I shrugged. ‘Couple of days? Wait a minute.' While he observed over my shoulder, I tapped the weather app on my iPhone. When the five-day display appeared, I turned the tiny screen in his direction. ‘Looks like we're back to normal on Friday.'
‘What's normal?' my seat-mate asked as he watched the Cheverly station roll by outside the window.
‘Low to mid-seventies,' I informed the back of his head, which was covered with a tangle of sandy curls.
‘Huh,' he replied.
The four o'clock Acela Express screamed past on its way north, sucking the air out of our car in one greedy, pneumatic gasp. My seat-mate jumped like he'd been shot, then settled back into his seat and continued staring silently out the window, our deeply intellectual conversation about the weather clearly over. I zoned out, mesmerized by the blur of passing scenery and the comforting
chubunk-chubunk-chubunk
of the wheels along the tracks.
As we pulled into the station at Landover, my seat-mate stood, tucked his package under his arm, and eased past my legs into the aisle. I thought he was preparing to get off, but when the train rolled out of the station again, he remained standing in the aisle near the door, grasping a metal pole with one hand and his Garfinkel's shopping bag with the other.
My iPhone peeped. A text message from my daughter, Emily, asking if I'd RUN C'PL TOM. I was mentally rearranging the next day's schedule so I could drive my grandchildren to school, when a voice from the front of the car screamed, ‘Oh, no!'
Startled, I looked up just in time to see my seat-mate vanish into a cloud of dust, glass, seats and carpeting that rolled up the aisle toward me in an undulating wave – ten feet, five feet, four, three – before sucking me into the undertow.

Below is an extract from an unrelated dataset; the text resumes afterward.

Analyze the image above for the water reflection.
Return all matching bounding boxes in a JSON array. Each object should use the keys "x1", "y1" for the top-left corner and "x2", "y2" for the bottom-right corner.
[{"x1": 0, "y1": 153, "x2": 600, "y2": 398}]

The squeal of metal against metal, a teeth-rattling jolt. The train rocked once, twice, before settling nose up and tilted to one side with a mournful, metallic groan. For a few moments, there was utter silence.
And then the chaos began.
TWO
W
hat had just happened?
Stunned, I lay on my side in a bed of debris and broken glass and tried to make sense out of it. The train must have hit something. Had we derailed?
Dust filled the air, thick as smoke. I coughed and tried to roll over. Why was I looking up into a cloudless blue sky?
When we left the Landover station there had been no more than a dozen passengers remaining in our car; New Carrollton was the end of the line. Now they all seemed to be crying out:
Help me! Please! My foot's stuck!
Baby! Where are you, baby? Are you OK?
Jessie! Jessie! Oh my God!
Somebody open the door! Get us out of here!
I eased myself into a crawling position and tried to move toward the nearest exit, but when I pressed my left palm against the carpet, a lightning bolt shot up my arm and across my shoulders, a pain so intense that I fell sideways against what remained of one of the seats, now lying bottom side up, blocking a pair of exit doors. I didn't have to look to know my left arm was broken, but I inspected it anyway, fearful I'd find bones sticking out through my skin. There was no blood, thank goodness, but my arm was bent in a way Mother Nature never intended: I appeared to have a second wrist midway up my forearm. ‘This can't be good,' I muttered, drawing the damaged arm closer to my body.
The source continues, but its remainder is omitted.